The University of Texas at Dallas

Erik Jonsson School of Engineering and Computer Science

Content

Assistant Professor Explores a New Dimension of Data Analysis

When you think of geometry, you might think of mathematical equations involving the size, shape and position of objects, and the properties of space. And you’d be right.

But what if you could take these geometric principles, feed them into a computer and apply them to large amounts of data, so you could “see” the data expressed as a shape that helps you understand some of the data’s properties?

Dr. Benjamin Raichel, assistant professor of computer science, recently received a National Science Foundation Early Career Development (CAREER) Award for a project that does just that.

Raichel said his research will contribute to the idea of a geometric take on data analysis that will make it both faster and easier to manipulate large amounts of information.

He admits it’s an abstract concept.

“One of the main benefits of the grant is trying to get researchers to use these geometric insights in handling their data,” he said. “If you understand the geometry of your data, that can improve performance, running time and classification.”

The five-year grant, totaling nearly $500,000, will support his project called Giving Form to Data with a Geometric Scaffold. Raichel said using geometry to structure data and the world around us sounds like a new idea, but it actually dates back to the time of Plato and Aristotle.

“Geometry is something deeply ingrained in us as humans,” said Raichel, who joined the faculty of the Erik Jonsson School of Engineering and Computer Science in 2015. “This is why it’s one of the oldest branches in mathematics. It’s something we can reason about. We understand geometry at an intuitive level.”
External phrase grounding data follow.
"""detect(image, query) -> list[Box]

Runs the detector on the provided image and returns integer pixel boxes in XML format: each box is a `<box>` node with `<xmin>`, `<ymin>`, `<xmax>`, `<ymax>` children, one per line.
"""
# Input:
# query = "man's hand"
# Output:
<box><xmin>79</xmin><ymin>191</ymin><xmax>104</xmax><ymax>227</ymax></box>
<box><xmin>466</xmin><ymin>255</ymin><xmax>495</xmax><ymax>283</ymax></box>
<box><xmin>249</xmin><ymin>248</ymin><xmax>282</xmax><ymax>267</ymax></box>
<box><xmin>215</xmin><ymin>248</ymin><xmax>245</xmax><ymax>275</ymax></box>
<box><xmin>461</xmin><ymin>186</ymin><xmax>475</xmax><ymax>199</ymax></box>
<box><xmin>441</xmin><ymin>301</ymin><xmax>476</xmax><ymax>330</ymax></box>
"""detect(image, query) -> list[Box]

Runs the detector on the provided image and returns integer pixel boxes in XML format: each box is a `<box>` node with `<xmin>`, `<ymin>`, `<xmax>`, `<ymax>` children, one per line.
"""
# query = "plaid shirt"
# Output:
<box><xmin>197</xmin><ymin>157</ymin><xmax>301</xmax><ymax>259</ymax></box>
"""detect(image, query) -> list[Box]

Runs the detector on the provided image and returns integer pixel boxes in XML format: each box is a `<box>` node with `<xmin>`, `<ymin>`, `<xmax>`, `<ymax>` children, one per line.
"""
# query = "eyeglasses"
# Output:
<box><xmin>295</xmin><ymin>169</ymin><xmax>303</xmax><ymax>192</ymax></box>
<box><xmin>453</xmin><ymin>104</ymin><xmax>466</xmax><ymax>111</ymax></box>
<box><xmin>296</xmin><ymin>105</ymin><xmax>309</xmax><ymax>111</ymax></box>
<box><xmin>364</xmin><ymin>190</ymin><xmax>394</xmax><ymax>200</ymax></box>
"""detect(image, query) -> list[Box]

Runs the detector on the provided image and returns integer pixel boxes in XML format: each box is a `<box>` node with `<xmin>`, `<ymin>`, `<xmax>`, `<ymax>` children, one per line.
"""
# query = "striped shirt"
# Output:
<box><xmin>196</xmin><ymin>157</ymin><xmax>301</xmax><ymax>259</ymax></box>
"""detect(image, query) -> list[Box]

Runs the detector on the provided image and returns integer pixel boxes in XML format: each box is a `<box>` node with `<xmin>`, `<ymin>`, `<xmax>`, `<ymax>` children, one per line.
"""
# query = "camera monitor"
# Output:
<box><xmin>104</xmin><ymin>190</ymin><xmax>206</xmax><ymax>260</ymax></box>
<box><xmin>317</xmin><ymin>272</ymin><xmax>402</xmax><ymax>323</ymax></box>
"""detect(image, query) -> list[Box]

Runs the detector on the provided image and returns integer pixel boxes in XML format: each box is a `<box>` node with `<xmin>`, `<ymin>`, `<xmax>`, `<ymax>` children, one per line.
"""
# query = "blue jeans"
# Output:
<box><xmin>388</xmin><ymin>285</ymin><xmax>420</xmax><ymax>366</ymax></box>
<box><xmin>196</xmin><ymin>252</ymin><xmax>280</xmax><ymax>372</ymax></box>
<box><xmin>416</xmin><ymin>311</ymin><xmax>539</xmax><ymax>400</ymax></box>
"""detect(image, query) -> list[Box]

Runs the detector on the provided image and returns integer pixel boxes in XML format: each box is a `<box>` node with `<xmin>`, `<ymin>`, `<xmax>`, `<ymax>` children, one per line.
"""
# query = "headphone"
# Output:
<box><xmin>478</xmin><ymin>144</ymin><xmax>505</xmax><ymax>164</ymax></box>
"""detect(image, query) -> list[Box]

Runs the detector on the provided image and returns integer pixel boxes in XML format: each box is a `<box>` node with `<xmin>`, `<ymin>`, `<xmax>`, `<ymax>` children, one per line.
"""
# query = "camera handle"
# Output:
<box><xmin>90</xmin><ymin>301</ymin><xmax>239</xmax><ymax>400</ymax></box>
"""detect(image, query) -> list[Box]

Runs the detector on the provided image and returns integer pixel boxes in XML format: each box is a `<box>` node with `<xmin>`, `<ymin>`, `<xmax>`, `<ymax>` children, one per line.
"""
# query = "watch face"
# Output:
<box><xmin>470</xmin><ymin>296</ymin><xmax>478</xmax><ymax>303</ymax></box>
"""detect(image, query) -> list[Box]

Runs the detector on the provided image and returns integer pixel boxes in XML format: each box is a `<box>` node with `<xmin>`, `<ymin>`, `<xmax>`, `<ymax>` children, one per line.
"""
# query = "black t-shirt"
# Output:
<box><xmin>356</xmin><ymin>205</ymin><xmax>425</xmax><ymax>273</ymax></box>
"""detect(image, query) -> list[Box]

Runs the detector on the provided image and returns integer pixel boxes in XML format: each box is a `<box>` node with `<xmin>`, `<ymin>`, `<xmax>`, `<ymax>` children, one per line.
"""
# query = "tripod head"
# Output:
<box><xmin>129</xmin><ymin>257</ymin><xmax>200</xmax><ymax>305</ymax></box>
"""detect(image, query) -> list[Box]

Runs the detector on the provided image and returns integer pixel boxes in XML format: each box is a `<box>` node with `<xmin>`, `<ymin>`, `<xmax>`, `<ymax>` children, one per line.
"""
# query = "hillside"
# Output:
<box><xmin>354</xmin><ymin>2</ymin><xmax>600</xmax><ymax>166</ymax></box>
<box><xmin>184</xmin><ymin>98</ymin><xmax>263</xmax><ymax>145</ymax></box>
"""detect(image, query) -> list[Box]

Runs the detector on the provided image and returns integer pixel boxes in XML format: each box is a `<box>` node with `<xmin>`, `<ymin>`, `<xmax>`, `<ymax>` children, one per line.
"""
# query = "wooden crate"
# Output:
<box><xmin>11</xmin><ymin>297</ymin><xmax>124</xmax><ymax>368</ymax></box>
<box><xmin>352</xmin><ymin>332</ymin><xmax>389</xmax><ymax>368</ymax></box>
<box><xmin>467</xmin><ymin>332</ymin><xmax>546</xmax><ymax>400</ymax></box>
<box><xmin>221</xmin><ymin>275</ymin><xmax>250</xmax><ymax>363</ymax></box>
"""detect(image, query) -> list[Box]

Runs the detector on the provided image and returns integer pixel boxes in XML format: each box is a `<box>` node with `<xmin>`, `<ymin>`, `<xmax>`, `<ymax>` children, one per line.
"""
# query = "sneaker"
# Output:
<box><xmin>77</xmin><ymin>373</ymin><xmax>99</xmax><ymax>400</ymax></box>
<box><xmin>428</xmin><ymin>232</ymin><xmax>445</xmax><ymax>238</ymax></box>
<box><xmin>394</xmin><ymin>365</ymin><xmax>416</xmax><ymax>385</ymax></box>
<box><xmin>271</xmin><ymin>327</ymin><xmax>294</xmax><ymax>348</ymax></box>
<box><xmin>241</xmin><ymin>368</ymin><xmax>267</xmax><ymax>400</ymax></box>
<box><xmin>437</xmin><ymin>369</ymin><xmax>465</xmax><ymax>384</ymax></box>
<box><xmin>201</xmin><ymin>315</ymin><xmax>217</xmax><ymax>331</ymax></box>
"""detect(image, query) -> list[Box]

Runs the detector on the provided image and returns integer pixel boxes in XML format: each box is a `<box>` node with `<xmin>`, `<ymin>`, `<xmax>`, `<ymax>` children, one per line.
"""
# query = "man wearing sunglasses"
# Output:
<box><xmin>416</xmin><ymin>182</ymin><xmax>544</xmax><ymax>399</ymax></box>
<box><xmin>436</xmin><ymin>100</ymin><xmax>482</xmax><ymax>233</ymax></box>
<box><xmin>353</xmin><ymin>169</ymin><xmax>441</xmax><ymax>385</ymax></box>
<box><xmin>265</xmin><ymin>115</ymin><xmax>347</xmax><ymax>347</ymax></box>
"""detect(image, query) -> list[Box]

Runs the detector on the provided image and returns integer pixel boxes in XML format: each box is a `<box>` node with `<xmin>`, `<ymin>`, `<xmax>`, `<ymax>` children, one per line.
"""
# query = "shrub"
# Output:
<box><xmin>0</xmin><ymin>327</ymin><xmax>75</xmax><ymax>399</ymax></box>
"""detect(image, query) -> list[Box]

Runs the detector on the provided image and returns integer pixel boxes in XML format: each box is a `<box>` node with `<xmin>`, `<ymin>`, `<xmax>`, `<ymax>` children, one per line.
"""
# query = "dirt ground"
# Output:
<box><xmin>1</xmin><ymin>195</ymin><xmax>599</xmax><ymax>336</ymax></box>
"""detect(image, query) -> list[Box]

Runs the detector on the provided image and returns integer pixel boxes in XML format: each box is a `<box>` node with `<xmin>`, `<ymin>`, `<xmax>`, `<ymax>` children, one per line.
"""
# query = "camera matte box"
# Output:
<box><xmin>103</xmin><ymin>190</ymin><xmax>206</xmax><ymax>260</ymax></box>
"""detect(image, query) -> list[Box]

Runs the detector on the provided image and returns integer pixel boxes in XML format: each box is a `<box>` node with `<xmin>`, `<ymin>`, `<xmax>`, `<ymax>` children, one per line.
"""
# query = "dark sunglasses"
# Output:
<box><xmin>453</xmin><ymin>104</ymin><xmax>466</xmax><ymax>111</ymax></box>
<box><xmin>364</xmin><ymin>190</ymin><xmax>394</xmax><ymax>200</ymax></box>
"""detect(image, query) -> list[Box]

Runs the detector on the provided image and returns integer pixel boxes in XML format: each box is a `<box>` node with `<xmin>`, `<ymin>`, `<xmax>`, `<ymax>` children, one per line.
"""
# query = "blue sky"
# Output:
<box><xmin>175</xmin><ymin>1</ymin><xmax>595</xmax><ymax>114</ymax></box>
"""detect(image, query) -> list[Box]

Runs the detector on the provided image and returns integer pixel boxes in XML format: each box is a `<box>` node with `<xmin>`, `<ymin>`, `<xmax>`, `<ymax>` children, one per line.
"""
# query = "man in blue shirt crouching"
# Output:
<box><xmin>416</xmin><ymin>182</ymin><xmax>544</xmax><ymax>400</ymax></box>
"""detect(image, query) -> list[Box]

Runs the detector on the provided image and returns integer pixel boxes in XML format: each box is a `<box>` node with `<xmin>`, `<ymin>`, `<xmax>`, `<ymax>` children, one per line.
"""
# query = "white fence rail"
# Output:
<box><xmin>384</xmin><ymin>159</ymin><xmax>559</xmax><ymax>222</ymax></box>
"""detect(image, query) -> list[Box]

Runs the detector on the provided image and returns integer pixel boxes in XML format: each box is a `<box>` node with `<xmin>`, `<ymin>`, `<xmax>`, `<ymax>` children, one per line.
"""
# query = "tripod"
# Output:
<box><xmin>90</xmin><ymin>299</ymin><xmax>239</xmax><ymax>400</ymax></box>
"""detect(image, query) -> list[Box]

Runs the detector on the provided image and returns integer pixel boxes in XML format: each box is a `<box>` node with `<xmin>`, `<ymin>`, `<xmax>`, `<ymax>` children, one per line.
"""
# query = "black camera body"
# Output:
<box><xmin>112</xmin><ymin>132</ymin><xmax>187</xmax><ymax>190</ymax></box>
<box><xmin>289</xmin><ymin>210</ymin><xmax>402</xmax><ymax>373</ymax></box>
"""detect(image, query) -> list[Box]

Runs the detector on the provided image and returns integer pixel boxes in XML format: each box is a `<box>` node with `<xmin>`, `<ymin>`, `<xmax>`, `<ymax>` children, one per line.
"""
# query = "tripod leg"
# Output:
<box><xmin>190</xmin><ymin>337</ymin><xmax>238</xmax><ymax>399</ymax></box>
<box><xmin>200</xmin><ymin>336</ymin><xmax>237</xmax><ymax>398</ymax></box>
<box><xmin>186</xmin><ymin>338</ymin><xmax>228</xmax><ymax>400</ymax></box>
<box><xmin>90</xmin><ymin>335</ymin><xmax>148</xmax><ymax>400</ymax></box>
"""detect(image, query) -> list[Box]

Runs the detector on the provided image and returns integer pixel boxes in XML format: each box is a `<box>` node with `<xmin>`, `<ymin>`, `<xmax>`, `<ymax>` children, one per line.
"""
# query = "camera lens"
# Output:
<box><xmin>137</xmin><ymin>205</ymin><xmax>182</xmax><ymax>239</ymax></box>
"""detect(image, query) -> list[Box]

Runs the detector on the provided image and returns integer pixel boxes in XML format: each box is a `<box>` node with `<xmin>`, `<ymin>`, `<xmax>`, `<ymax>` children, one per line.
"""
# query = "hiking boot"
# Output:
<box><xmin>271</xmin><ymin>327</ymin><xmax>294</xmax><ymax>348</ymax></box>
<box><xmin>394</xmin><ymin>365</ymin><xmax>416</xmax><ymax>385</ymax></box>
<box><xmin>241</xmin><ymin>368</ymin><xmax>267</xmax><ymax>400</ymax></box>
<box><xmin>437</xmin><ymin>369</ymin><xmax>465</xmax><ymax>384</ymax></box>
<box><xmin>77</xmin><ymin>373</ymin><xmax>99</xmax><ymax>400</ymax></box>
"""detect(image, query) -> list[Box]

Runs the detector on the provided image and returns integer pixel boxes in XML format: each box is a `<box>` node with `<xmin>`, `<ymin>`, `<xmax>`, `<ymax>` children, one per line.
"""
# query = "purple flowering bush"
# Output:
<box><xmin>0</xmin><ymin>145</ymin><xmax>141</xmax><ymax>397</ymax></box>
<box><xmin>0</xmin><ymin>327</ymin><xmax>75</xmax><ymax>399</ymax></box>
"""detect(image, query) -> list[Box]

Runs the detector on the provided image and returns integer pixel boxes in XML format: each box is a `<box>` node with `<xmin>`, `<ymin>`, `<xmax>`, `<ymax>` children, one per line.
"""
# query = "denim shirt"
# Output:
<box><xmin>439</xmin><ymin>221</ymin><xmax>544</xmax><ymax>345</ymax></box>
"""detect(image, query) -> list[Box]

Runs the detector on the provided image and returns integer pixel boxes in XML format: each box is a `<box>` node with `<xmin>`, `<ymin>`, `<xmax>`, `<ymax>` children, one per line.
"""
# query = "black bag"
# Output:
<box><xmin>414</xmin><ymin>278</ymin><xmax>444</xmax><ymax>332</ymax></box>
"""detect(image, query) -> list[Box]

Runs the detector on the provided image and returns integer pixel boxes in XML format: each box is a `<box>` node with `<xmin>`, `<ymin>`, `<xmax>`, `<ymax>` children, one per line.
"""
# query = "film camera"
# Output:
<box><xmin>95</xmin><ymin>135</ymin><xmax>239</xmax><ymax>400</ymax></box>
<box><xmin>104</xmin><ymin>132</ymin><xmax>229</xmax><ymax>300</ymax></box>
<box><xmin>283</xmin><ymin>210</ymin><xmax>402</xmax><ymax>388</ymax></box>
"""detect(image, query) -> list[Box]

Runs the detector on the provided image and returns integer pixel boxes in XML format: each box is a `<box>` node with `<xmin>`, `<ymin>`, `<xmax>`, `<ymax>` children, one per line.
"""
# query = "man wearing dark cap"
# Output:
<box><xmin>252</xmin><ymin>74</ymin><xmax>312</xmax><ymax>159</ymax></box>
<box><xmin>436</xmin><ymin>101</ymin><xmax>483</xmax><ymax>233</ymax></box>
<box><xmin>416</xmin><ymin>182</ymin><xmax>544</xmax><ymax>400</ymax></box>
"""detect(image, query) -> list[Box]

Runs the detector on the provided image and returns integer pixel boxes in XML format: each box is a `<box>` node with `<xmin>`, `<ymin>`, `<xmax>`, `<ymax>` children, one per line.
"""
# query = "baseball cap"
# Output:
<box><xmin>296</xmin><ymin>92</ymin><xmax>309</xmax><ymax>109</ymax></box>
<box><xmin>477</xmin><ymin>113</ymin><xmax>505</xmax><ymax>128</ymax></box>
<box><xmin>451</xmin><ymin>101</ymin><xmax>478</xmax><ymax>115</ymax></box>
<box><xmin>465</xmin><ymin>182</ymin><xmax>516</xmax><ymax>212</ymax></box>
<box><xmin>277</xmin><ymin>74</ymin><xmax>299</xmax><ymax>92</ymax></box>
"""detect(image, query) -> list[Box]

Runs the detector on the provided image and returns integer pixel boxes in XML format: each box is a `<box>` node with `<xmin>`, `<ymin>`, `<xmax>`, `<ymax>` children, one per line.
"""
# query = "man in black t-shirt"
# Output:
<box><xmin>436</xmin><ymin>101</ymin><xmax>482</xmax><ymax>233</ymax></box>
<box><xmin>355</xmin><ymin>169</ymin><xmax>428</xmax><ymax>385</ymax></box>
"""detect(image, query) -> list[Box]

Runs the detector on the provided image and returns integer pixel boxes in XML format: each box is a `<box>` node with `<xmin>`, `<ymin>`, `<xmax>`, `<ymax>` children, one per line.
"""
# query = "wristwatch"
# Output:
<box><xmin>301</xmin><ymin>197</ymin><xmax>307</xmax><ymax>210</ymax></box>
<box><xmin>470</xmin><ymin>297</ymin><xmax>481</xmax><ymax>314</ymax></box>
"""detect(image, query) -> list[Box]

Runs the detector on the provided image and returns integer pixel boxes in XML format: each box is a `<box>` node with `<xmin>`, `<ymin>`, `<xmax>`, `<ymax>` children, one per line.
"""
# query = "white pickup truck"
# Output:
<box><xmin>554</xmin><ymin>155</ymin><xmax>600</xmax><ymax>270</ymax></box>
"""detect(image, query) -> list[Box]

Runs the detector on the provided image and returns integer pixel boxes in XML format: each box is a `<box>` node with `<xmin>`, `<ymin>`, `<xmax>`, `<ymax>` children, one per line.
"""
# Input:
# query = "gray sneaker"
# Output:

Today’s data sets, especially in areas such as machine learning, are often massive and high-dimensional. For example, when trying to classify news articles, each article might be represented as a point where the frequency of each word is a different dimension. This leads to high-dimensional spaces that are hard to understand and where low-dimensional tools break down, what noted mathematician Richard Bellman dubbed the “curse of dimensionality.”

Raichel’s approach is to map to a smaller and simpler subset of the data points that keep the same geometric structure. He said this allows for a more efficient computation of the data and can improve results by removing extraneous information.

“The goal is to identify the geometric structure of the data, summarize it and embed it into a simpler space where computations can be done more efficiently,” Raichel said. “The ultimate purpose is to develop better algorithms for handling data, whether it be for clustering, classification or any number of other computational tasks.”

Raichel will also use his CAREER grant to support student research in the field, develop new courses and organize seminars to raise the profile of using geometry to give form to data.